COURTESY PERFORMA/©PAULA COURT
COURTESY PERFORMA/©PAULA COURT
It’s never easy to hold anyone’s attention for a particularly long time these days, so it was amazing that, earlier this month, for his Performa 17 commission, South African artist William Kentridge was able to engage a rapt crowd for a full hour at the Harlem Parish in New York. And it was all the more impressive for one strange reason: not a single intelligible word was uttered for the entire performance, titled Ursonate, in homage to Kurt Schwitters’s 1932 sound poem of the same name.
After the performance, I caught up with Kentridge, who explained how he first got interested in this odd form of verse. The performance had its roots in the year 1970, when, as a high school student in Johannesburg, Kentridge came upon Hans Richter’s book Dada: Art and Anti-Art. “I was completely struck by the wonderful mixture of sense, absurdity, and sound,” Kentridge said of Richter’s Dadaist sound poems. They reminded him of the language of Lewis Carroll’s “The Tale of the Mouse” from Alice in Wonderland, and of “Jabberwocky” from Through the Looking-Glass, the opening lines of which Kentridge can still recite from memory:
’Twas brillig, and the slithy toves
Did gyre and gimble in the wabe,
All mimsy were the borogoves,
And the mome raths outgrabe.
Reading Richter’s collection of poetry, he was also reminded of the war cries his schoolmates sometimes shouted. In order to memorize the chants for the weekly rugby games, he explained, prefects would “thrash” the younger pupils. “The words were so well drilled into me,” Kentridge said, “I can still remember them 45 years later.” And without missing a beat, he proved it:
Ichi bella goethe, skeeta raama doota,
Saskanadi, son of kanasdi-boom.
Boedias boedias boedias assas,
Gee namallara gee,
Who are we? Teddybears.
It was the “strange mixture of absurdism and authoritarianism” Kentridge encountered at school that first drew him to Dada. Thinking of absurdism as “a logic that goes awry at some moment,” Kentridge later made the connection between the eccentricity of Dada and the “forced logic” of the apartheid system, “which became more and more entrenched” in South African society during the 1960s and ’70s, “right down to the absurdity of determining someone’s identity based on whether a pencil would stick in their hair or not.” To impose such strict rules was, in fact, nonsensical—nothing could be more absurd than this, Kentridge came to realize. In his own estimation, this kind of (unintentional) absurdism “became a form of naturalism.”

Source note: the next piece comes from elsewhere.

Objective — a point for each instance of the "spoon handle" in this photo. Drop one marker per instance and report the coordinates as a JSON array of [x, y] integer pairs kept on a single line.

Throughout his recitation of Ursonate’s strange sounds, Kentridge spoke with a certain gravitas, as though his gibberish were truly important. Behind him were projected animations of his signature charcoal drawings of animals, marching soldiers, and a plump World War I German general. A caricature of the artist himself pacing back and forth even appeared at one point. Later, a band joined Kentridge on stage, bringing the performance to a head as the animations exploded into plumes of charcoal-drawn smoke.
There were no explicit references to today’s politics, but for Kentridge, the work does have resonance for contemporary audiences. “If one listens to the gap between political discourse today and the world it is trying to describe,” he said, “then one understands that not making sense rather than the non-sense of Ursonate is about the work we do, either benevolently or malevolently, in trying to make meaning of words and tying language to the world.” The result of that effort, he added, is an an act of “deconstruction and reconstruction, an anti-entropic activity. Something that fights against entropy, allows the vase to drop and shatter, so that we can make something from the broken pieces.”